Altamed Leasing GmbH

Gericht
Worms
Aktenzeichen
12 IN 132/25
Eröffnungsdatum
23.06.2026
Handelsregister
Köln, HRB 27113

Sicherungsmaßnahmen veröffentlicht am 05.01.2026

12 IN 132/25 : In dem Insolvenzantragsverfahren über das Vermögen der Altamed Leasing GmbH, vertr. d. d. NotGF Bernd Oliver Sünderhauf, Ernst-Handschuch-Straße 3, 67549 Worms (AG Köln, HRB 27113), ist am 05.01.2026 um 12:00 Uhr die vorläufige Verwaltung des Vermögens der Antragstellerin angeordnet worden. Verfügungen der Antragstellerin sind nur mit Zustimmung des vorläufigen Insolvenzverwalter wirksam. Zum vorläufigen Insolvenzverwalter ist Rechtsanwalt Dr. Robert Schiebe, Hindenburgstr. 32, 55118 Mainz, Tel.: 06131/619230, Fax: 06131/6192311 bestellt worden.

Die Schuldner der Antragstellerin werden aufgefordert, nur noch unter Beachtung des Beschlusses zu leisten (§ 23 Abs. 1 S. 3 InsO).

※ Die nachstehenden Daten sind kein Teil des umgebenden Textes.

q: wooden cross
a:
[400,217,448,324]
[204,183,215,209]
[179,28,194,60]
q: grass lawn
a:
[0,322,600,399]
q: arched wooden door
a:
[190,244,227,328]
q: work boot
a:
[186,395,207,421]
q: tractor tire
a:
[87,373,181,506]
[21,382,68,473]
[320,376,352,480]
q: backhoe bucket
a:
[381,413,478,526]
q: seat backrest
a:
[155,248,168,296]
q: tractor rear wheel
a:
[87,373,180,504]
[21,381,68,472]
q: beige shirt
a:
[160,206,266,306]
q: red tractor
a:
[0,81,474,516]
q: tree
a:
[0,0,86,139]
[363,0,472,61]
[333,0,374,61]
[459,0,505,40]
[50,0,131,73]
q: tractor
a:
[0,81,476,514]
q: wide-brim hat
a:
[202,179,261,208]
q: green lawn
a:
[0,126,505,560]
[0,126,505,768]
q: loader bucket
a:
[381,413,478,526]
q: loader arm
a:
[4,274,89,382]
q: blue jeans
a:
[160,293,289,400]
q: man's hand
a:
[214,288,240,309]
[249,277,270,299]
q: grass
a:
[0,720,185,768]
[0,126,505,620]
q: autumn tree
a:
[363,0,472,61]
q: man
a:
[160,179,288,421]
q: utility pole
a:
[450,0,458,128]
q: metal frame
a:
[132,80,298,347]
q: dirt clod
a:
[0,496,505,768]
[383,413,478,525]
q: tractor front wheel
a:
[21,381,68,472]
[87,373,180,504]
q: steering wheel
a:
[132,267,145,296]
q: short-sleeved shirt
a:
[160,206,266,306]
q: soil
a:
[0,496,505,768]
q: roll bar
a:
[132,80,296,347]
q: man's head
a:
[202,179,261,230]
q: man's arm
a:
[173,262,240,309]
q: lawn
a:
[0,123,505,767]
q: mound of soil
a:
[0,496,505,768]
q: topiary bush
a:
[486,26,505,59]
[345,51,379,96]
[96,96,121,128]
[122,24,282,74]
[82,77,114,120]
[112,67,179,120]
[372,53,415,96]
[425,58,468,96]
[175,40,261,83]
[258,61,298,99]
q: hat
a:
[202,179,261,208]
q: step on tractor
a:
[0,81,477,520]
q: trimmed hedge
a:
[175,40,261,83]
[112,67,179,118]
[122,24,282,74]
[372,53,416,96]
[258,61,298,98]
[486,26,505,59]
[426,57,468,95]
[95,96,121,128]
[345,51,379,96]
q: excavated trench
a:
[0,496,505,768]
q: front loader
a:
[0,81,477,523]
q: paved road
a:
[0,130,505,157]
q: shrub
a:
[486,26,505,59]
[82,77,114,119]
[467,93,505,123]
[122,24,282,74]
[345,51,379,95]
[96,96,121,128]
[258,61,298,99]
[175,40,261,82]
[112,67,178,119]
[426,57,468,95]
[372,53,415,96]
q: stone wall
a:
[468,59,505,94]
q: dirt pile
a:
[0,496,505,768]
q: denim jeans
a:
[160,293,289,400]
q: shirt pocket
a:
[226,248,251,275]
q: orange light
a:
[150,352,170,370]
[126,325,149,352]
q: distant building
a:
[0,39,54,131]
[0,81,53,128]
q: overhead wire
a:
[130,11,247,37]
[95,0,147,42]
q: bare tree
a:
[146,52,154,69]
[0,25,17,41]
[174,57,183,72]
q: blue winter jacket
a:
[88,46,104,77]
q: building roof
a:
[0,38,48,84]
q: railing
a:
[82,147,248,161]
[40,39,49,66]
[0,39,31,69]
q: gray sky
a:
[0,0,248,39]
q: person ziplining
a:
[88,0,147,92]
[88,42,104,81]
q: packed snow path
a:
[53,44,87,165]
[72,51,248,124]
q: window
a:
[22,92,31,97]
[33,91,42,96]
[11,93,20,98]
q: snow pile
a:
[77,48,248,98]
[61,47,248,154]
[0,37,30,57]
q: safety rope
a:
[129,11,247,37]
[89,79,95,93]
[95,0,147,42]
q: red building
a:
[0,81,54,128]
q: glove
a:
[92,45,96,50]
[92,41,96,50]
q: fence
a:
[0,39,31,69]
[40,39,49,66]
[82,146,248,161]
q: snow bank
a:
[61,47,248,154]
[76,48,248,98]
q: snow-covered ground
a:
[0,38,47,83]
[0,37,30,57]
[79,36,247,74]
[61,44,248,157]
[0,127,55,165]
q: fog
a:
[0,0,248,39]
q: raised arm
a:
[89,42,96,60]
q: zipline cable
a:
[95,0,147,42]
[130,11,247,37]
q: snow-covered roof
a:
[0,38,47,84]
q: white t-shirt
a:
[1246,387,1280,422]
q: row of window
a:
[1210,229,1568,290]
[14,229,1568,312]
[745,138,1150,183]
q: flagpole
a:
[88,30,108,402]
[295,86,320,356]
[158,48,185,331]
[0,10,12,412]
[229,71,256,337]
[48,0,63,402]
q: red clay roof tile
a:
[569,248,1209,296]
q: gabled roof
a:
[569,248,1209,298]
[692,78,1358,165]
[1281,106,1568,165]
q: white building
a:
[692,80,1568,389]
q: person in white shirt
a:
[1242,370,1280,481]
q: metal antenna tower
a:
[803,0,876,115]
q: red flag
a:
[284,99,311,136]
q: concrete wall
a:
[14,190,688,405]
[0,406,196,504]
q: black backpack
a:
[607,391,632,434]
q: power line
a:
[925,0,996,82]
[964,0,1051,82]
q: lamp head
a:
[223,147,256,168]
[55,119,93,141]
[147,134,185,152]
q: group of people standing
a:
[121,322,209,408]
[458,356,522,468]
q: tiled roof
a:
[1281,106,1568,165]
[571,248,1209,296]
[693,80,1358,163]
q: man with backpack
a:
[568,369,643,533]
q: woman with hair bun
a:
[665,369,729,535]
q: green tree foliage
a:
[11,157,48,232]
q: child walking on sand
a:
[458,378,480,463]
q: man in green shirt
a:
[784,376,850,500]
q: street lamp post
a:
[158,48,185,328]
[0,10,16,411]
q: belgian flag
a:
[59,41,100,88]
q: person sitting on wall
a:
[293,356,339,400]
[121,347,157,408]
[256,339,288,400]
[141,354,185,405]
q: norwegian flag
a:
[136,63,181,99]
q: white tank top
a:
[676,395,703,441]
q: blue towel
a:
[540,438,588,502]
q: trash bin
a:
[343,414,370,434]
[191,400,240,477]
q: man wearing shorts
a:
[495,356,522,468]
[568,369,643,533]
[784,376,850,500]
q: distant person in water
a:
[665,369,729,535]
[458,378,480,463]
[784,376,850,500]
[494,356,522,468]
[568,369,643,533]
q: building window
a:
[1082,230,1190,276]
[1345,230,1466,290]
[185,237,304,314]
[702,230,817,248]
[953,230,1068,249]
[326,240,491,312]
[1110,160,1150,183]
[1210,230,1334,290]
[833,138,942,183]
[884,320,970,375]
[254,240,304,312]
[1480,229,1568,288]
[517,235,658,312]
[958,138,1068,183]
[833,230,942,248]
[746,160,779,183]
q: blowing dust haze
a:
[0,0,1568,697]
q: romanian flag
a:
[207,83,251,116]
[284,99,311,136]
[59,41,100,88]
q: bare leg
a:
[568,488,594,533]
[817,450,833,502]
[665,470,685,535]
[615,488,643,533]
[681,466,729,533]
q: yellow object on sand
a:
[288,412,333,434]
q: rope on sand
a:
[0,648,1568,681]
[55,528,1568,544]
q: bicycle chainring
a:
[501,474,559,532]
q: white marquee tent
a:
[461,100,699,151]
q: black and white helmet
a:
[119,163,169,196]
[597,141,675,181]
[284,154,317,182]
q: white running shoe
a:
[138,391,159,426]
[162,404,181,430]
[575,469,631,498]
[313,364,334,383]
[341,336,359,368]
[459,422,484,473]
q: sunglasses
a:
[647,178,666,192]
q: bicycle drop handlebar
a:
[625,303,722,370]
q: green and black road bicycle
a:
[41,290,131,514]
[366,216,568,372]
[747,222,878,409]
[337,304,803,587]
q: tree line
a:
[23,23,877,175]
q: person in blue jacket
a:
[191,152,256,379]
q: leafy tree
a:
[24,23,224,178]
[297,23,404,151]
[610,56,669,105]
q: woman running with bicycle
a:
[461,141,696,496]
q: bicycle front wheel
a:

Der vollständige Beschluss kann in der Geschäftsstelle des Insolvenzgerichts eingesehen werden.

Rechtsmittelbelehrung

Diese Entscheidung kann durch die Antragstellerin mit der sofortigen Beschwerde angefochten werden. Darüber hinaus kann, wenn nach Art. 5 Abs. 1 der Verordnung (EU) 2015/848 das Fehlen der internationalen Zuständigkeit für die Eröffnung des Hauptinsolvenzverfahrens gerügt werden soll, die sofortige Beschwerde auch von jedem Gläubiger eingelegt werden. Sie ist innerhalb einer Notfrist von 2 Wochen bei dem Amtsgericht Worms Hardtgasse 6 67547 Worms-, elektronisches Gerichtspostfach: govapp_16417973158617710649122712873785 einzulegen. Die Frist beginnt mit der Zustellung bzw. mit der Verkündung der Entscheidung. Soweit die Zustellung durch öffentliche Bekanntmachung erfolgt ist, beginnt sie, sobald nach dem Tage der Veröffentlichung zwei weitere Tage verstrichen sind. Erfolgt die öffentliche Bekanntmachung neben der Zustellung ist für den Beginn der Frist das frühere Ereignis maßgebend. Die Beschwerde kann durch Einreichung einer Beschwerdeschrift bei dem o. g. Gericht eingelegt oder auch zu Protokoll der Geschäftsstelle eines jeden Amtsgerichts erklärt werden, wobei es für die Einhaltung der Frist auf den Eingang bei dem o. g. Gericht ankommt. Sie ist von dem Beschwerdeführer oder seinem Bevollmächtigten zu unterzeichnen. Die Beschwerde muss die Bezeichnung des angefochtenen Beschlusses sowie die Erklärung enthalten, dass Beschwerde gegen diesen Beschluss eingelegt wird. Soll die Entscheidung nur zum Teil angefochten werden, so ist der Umfang der Anfechtung zu bezeichnen. Die Beschwerde soll begründet werden.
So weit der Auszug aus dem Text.